Getting Started with Cloudera Stream Processing Community Edition

by André Araújo

Posted in Technical | August 10, 2022 7 min read

Cloudera has a strong track record of providing a comprehensive solution for stream processing. Cloudera Stream Processing (CSP), powered by Apache Flink and Apache Kafka, provides a complete stream management and stateful processing solution. In CSP, Kafka serves as the storage streaming substrate, and Flink as the core in-stream processing engine that supports SQL and REST interfaces. CSP allows developers, data analysts, and data scientists to build hybrid streaming data pipelines where time is a crucial factor, such as fraud detection, network threat analysis, instantaneous loan approvals, and so on.

We are now launching Cloudera Stream Processing Community Edition (CSP-CE), which makes all of these tools and technologies readily available for developers and anyone who wants to experiment with them and learn about stream processing, Kafka and friends, Flink, and SSB.

In this blog post we’ll introduce CSP-CE, show how easy and quick it is to get started with it, and list a few interesting examples of what you can do with it.

For a complete hands-on introduction to CSP-CE, please check out the Installation and Getting Started guide in the CSP-CE documentation, which contain step-by-step tutorials on how to install and use the different services included in it.

You can also join the Cloudera Stream Processing Community, where you will find articles, examples, and a forum where you can ask related questions.

Cloudera Stream Processing Community Edition

The Community Edition of CSP makes developing stream processors easy, as it can be done right from your desktop or any other development node. Analysts, data scientists, and developers can now evaluate new features, develop SQL–based stream processors locally using SQL Stream Builder powered by Flink, and develop Kafka consumers/producers and Kafka Connect connectors, all locally before moving to production.

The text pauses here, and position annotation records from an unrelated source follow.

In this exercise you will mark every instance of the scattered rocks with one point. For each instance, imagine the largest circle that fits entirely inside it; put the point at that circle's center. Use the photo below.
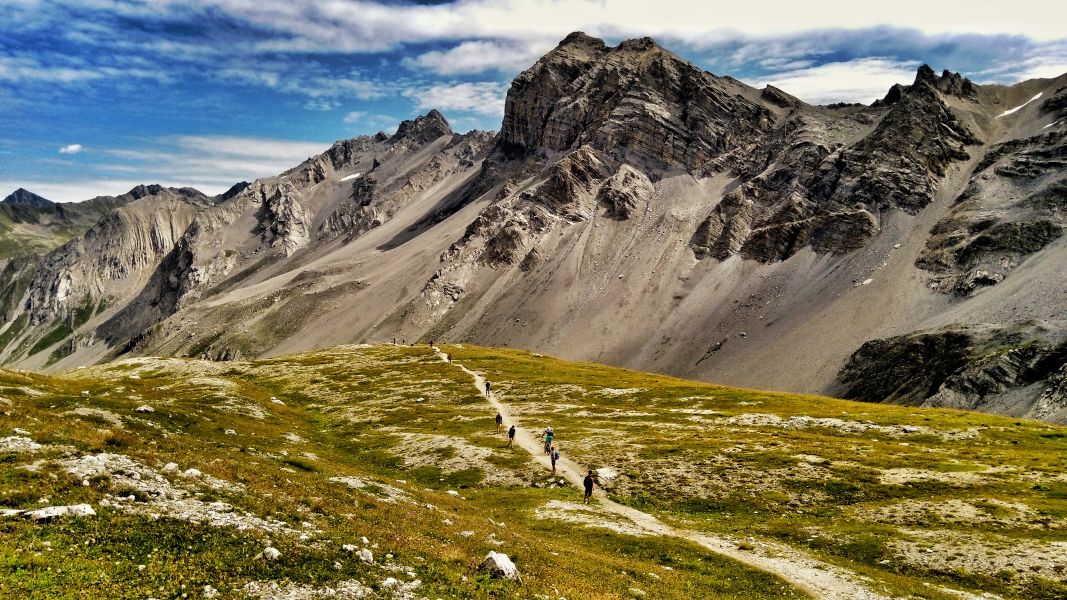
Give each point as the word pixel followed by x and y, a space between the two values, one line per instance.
pixel 499 566
pixel 50 512
pixel 19 444
pixel 269 553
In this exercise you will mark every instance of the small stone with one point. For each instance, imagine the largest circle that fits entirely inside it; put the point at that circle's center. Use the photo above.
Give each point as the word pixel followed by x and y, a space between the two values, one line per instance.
pixel 366 555
pixel 498 566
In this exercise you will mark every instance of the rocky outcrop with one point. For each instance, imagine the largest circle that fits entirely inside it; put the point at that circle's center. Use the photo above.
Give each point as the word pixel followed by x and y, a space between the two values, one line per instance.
pixel 626 191
pixel 285 222
pixel 1009 210
pixel 636 103
pixel 26 198
pixel 423 129
pixel 966 367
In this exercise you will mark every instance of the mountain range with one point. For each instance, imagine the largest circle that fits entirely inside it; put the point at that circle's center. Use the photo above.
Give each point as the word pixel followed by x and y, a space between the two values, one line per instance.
pixel 633 209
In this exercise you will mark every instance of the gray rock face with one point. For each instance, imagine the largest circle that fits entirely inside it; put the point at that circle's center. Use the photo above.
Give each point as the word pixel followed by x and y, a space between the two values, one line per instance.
pixel 966 367
pixel 636 103
pixel 26 198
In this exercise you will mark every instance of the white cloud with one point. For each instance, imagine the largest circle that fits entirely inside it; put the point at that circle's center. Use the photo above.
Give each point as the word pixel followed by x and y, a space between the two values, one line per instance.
pixel 481 97
pixel 480 56
pixel 354 116
pixel 322 104
pixel 369 26
pixel 862 80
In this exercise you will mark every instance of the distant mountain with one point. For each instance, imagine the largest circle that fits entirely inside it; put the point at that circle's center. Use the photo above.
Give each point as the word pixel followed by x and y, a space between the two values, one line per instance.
pixel 25 196
pixel 633 209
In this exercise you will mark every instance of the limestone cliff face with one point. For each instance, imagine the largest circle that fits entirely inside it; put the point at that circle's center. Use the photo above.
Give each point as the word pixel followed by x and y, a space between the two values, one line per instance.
pixel 635 101
pixel 112 254
pixel 634 209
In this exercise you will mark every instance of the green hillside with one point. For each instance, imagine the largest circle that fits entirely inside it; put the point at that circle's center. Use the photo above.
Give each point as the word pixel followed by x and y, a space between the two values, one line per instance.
pixel 702 491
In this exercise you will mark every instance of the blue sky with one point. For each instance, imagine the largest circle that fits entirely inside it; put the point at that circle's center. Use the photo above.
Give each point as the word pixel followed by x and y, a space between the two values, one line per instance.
pixel 99 95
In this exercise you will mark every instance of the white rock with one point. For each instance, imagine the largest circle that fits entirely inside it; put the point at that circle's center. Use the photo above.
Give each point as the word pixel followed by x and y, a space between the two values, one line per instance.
pixel 498 566
pixel 270 553
pixel 53 511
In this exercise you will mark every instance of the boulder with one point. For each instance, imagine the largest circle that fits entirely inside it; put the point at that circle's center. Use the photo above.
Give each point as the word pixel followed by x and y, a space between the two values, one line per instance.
pixel 49 512
pixel 498 566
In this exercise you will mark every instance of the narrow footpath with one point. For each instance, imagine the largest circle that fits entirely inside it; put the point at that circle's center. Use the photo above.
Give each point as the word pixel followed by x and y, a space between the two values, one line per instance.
pixel 813 577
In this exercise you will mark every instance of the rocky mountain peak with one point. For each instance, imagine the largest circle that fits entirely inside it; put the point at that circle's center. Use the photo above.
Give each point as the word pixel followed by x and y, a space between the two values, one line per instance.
pixel 633 101
pixel 26 198
pixel 424 129
pixel 926 78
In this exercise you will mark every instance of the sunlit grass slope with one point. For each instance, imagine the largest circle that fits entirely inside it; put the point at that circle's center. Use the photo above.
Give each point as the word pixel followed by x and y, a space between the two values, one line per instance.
pixel 309 453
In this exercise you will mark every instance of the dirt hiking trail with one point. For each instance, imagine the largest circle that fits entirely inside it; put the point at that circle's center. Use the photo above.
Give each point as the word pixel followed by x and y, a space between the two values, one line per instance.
pixel 818 579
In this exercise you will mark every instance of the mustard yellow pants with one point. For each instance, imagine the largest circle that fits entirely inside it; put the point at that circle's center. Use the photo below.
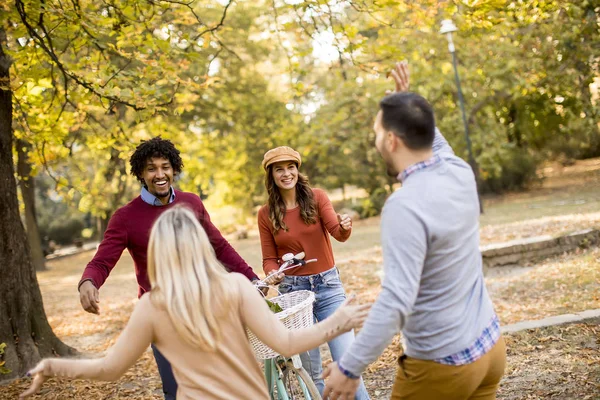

CSP-CE is a Docker-based deployment of CSP that you can install and run in minutes. To get it up and running, all you need is to download a small Docker-compose configuration file and execute one command. If you follow the steps in the installation guide, in a few minutes you will have the CSP stack ready to use on your laptop.

Installation and launching of CSP-CE takes a single command and just a few minutes to complete.

When the command completes, you will have the following services running in your environment:

Apache Kafka: Pub/sub message broker that you can use to stream messages across different applications.
Apache Flink: Engine that enables the creation of real-time stream processing applications.
SQL Stream Builder: Service that runs on top of Flink and enables users to create their own stream processing jobs using SQL.
Kafka Connect: Service that makes it really easy to get large data sets in and out of Kafka.
Schema Registry: Central repository for schemas used by your applications.
Stream Messaging Manager (SMM): Comprehensive Kafka monitoring tool.

In the next sections we’ll explore these tools in more detail.

Apache Kafka and SMM

Kafka is a distributed scalable service that enables efficient and fast streaming of data between applications. It is an industry standard for the implementation of event-driven applications.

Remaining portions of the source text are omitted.